In video games it is common for your character to have some form of health or hit-points (HP) as a way of determining if your character is going to make it through the level or game.
The Gist 🔗
In Tingle’s Rosey Rupee Rupeeland our protagonist is offered the chance to live a life of luxury, to never have to work again. What does it take? Just lots and lots of rupees!
In this game rupees are everything. You will need to collect rupees to trade with NPCs in order to progress the story. When you take damage from enemies you drop rupees, and when you defeat enemies they often give you rupees in return.
The more rupees you throw into the magical lake the taller the tower in the center gets. You can jump off of the tower to further and further islands. Once on and island, you must collect a few rupees to pay the bridge builder to get back home.
When out and about you also collect items or crafting recipes, which you can then sell to NPCs for more rupees.
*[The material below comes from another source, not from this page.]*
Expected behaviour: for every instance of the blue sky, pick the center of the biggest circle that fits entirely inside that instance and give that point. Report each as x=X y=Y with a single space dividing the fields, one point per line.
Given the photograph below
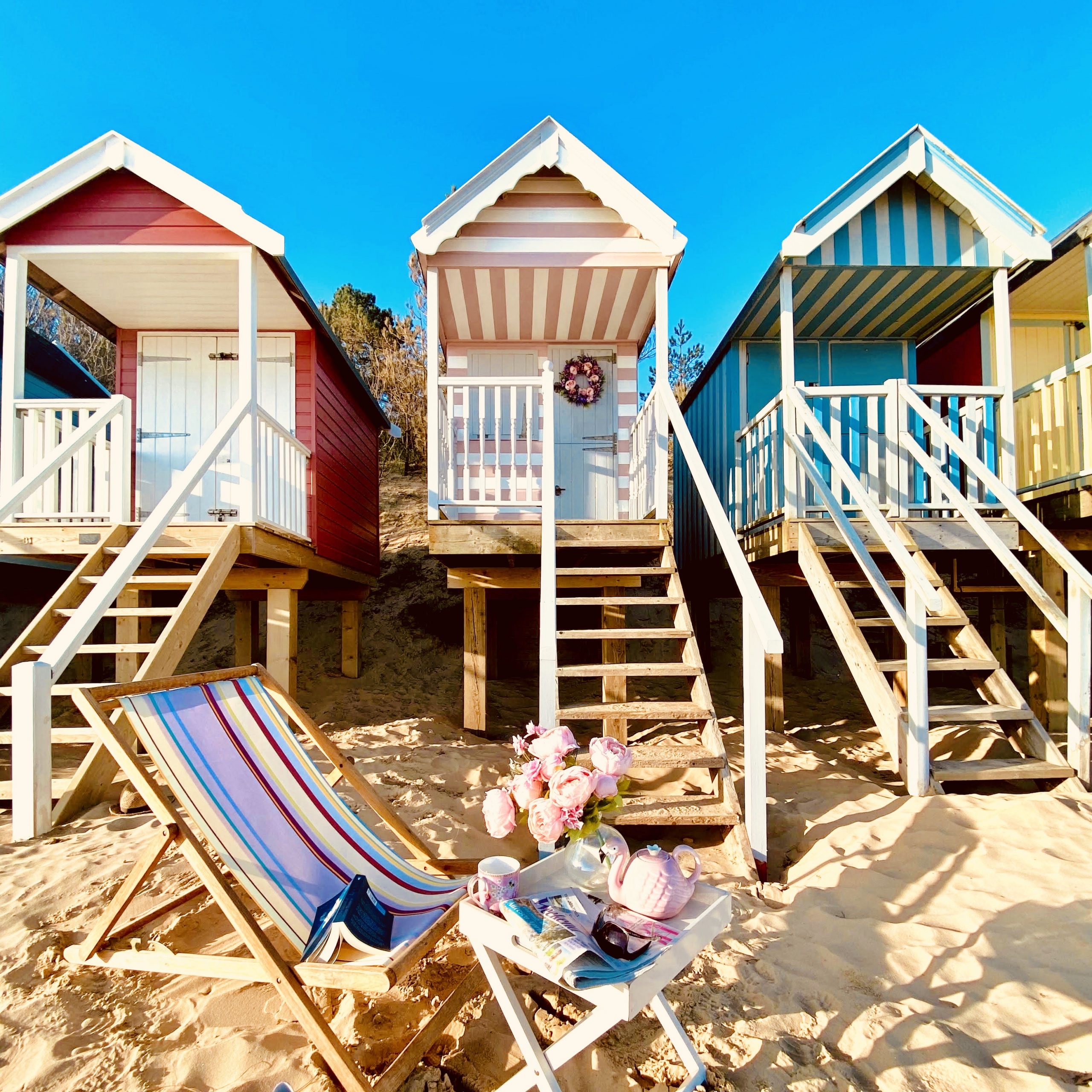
x=343 y=128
When interacting with NPCs there are several common reasons why you would need to either give or take money from them. Some, but not all, reasons are:
- Selling/buying items
- Quest rewards
- Gathering information
- Access to new areas
The middle two items (quest rewards and gathering information) often see the player deciding on a number to either give or receive from the NPC. If you are giving to the NPC to extract information then you do not want to go too low on your rupee offer – the opposite is true when deciding how many rupees to take from an NPC in exchange for something you did for them.
If you give an NPC too few rupees you will need to give them more to extract whatever it is you wanted. In most cases the total rupees you have given them is remembered. In some cases you will have to pay a fee/tax foreach failed attempt, but you are clearly told this before you try to bargain; being taxed on offers is mainly a mechanic of the body guard recruiting area.
The designers chose to make your current rupee total your HP value. This has some intriguing downstream effects.
Since when you run out of rupees you have to start over from your last save the player is nudged towards more “greedy” choices when interacting with NPCs. A player might try to ask for as many rupees as they could seemingly get away with, or they might try to lowball a shopkeep in order to get the best price.
While this sort of behavior could seem like a logical way to progress in a video game, what is extra interesting here is that charity can be viewed as being disincentivized. Players who are generally altruistic in their styles of play in other titles may find themselves low not only on purchasing power but also on HP. This creates a fun little inversion of expectations for the player and can lead to some notable interactions.